On 28 September 2022[i], a proposal was put forward to (i) revise the existing Product Liability Directive (PLD), and (ii) introduce a brand new directive specifically for designing non-contractual fault-based civil liability rules for artificial intelligence (AI), namely the AI Directive.
The text of the proposed revised PLD is currently open for public feedback until 11 December 2022[ii], with the original PLD laying down harmonised liability rules for damages incurred by consumers caused by defective products. The existing framework thus incorporates a strict liability regime for producers regardless of fault that cannot be excluded or limited by contract.
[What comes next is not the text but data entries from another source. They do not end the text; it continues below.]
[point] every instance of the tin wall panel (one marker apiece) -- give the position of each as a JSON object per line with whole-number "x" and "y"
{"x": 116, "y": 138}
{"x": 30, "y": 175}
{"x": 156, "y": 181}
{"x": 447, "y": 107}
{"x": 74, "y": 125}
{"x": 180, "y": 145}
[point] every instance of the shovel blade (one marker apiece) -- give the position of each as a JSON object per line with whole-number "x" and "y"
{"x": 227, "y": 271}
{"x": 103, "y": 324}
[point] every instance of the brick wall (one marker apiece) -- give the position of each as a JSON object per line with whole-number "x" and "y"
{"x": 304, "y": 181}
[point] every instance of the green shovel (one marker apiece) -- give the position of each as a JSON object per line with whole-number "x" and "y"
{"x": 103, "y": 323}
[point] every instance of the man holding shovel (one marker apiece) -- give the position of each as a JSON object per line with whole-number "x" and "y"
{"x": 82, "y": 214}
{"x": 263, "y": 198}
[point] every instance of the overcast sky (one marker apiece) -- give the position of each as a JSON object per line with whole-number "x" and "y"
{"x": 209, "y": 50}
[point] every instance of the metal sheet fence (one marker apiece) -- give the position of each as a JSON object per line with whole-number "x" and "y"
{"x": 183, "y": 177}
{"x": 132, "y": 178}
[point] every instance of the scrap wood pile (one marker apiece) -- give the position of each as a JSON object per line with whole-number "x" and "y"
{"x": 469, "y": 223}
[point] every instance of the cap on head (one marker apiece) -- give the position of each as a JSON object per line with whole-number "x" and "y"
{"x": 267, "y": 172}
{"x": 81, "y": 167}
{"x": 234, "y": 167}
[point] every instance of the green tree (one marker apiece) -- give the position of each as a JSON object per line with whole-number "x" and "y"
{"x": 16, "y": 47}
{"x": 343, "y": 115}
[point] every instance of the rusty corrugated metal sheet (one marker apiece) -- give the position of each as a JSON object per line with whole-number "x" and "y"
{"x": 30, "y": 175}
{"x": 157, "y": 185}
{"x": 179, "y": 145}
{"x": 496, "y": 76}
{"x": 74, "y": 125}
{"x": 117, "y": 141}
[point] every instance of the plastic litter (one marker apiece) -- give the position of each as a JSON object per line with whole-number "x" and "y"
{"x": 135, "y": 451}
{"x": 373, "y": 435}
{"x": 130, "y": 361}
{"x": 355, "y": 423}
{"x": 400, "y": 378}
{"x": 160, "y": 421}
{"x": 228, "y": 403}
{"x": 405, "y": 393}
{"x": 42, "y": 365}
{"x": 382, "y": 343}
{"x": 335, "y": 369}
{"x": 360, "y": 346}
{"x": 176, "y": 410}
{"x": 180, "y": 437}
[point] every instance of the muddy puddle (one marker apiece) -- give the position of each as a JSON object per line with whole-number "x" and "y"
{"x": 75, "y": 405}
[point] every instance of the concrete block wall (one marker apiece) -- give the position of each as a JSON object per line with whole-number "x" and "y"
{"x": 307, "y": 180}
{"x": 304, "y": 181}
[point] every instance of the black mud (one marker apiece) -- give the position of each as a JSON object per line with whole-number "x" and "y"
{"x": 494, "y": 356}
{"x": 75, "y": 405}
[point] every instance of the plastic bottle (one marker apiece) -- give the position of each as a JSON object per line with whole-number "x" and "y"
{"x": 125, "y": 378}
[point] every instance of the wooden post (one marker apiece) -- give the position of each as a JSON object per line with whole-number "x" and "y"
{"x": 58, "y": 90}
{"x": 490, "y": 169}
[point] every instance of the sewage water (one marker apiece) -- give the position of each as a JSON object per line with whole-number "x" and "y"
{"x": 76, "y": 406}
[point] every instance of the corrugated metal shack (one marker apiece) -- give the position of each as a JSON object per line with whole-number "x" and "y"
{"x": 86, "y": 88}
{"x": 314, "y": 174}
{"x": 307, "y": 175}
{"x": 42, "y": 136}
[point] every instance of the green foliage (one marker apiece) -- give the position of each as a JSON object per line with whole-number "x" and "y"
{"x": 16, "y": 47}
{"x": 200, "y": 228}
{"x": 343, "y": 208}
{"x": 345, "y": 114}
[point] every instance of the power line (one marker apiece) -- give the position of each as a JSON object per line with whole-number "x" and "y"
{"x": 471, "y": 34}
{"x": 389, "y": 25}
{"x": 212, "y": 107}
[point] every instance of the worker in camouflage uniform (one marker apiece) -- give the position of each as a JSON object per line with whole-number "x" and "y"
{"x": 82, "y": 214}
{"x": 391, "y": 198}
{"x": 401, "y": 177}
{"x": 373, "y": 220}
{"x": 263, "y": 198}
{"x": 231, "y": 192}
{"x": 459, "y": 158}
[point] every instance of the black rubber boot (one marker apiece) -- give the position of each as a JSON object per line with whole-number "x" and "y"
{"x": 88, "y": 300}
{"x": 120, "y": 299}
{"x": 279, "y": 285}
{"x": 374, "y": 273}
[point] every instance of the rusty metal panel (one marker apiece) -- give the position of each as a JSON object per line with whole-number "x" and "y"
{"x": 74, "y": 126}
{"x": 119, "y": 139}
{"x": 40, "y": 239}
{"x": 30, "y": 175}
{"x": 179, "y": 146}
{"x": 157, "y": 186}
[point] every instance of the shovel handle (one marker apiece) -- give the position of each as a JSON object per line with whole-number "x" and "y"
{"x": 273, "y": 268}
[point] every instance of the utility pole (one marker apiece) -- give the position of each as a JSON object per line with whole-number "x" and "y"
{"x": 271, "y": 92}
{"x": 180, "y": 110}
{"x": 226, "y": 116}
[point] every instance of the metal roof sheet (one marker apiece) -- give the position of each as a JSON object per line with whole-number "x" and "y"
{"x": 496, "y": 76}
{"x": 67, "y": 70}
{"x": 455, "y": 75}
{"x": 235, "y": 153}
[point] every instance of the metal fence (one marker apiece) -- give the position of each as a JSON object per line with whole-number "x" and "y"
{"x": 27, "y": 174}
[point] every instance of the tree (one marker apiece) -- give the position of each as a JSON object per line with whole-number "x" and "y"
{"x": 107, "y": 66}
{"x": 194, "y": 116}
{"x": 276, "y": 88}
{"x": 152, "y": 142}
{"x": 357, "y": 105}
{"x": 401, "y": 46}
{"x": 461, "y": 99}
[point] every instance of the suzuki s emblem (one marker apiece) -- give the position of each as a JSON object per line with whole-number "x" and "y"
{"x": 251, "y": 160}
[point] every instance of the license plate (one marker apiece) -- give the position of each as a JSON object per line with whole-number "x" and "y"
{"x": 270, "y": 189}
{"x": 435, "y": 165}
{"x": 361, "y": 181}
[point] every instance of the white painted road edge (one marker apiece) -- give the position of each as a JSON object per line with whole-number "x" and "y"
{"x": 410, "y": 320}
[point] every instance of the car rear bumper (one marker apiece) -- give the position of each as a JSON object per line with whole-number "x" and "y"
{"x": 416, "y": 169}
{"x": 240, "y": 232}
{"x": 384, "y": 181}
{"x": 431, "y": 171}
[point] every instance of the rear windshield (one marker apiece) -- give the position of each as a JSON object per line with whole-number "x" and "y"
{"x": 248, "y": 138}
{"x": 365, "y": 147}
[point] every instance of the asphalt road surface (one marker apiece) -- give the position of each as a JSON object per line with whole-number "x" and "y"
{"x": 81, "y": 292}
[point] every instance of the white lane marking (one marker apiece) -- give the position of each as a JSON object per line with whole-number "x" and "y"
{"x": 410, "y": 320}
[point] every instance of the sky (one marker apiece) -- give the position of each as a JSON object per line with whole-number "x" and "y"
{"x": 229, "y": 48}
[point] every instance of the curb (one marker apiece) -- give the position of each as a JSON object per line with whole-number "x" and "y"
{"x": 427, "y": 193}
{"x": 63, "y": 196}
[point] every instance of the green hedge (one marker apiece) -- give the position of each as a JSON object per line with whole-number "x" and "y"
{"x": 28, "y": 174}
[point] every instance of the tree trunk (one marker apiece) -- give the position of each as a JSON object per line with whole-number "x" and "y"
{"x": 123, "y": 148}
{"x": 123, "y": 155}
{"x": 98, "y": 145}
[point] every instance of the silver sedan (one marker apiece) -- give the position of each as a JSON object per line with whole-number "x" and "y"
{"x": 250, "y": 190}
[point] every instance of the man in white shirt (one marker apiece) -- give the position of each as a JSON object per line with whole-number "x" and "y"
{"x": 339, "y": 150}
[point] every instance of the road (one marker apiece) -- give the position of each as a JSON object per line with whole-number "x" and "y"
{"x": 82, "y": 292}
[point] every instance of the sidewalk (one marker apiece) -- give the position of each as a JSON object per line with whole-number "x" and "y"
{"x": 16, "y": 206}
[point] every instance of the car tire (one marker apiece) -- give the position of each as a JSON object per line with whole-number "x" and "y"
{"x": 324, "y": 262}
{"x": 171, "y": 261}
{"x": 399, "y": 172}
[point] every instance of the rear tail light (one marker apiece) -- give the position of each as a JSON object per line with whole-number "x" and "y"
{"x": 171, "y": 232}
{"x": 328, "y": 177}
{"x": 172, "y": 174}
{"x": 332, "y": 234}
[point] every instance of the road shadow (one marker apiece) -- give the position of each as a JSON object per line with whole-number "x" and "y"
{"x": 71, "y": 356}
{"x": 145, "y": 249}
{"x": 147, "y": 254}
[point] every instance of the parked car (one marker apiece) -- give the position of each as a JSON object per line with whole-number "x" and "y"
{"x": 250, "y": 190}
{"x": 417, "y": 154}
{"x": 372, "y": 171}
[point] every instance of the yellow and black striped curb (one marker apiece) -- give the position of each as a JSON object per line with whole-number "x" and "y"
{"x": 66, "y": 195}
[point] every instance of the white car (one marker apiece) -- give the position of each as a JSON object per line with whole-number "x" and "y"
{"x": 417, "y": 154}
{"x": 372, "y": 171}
In other words, a consumer simply needs to establish a damage claim, and a causal link between damage and defect.
Among the proposed changes is the expansion of the scope of the definition of a ‘product’ to explicitly cover software, with the European Commission noting that software “is capable of being placed on the market as a standalone product and may subsequently be integrated into other products as a component, and is capable of causing damage through its execution”. Software would as a result be considered a product “irrespective of the mode of its supply or usage, and therefore irrespective of whether the software is stored on a device or accessed through cloud technologies.”
Nevertheless, source code of software as well as free and open-source software which is “developed or supplied outside the course of a commercial activity” – namely one which is not exchanged for profit, respectively for personal data – would not be included within the said scope.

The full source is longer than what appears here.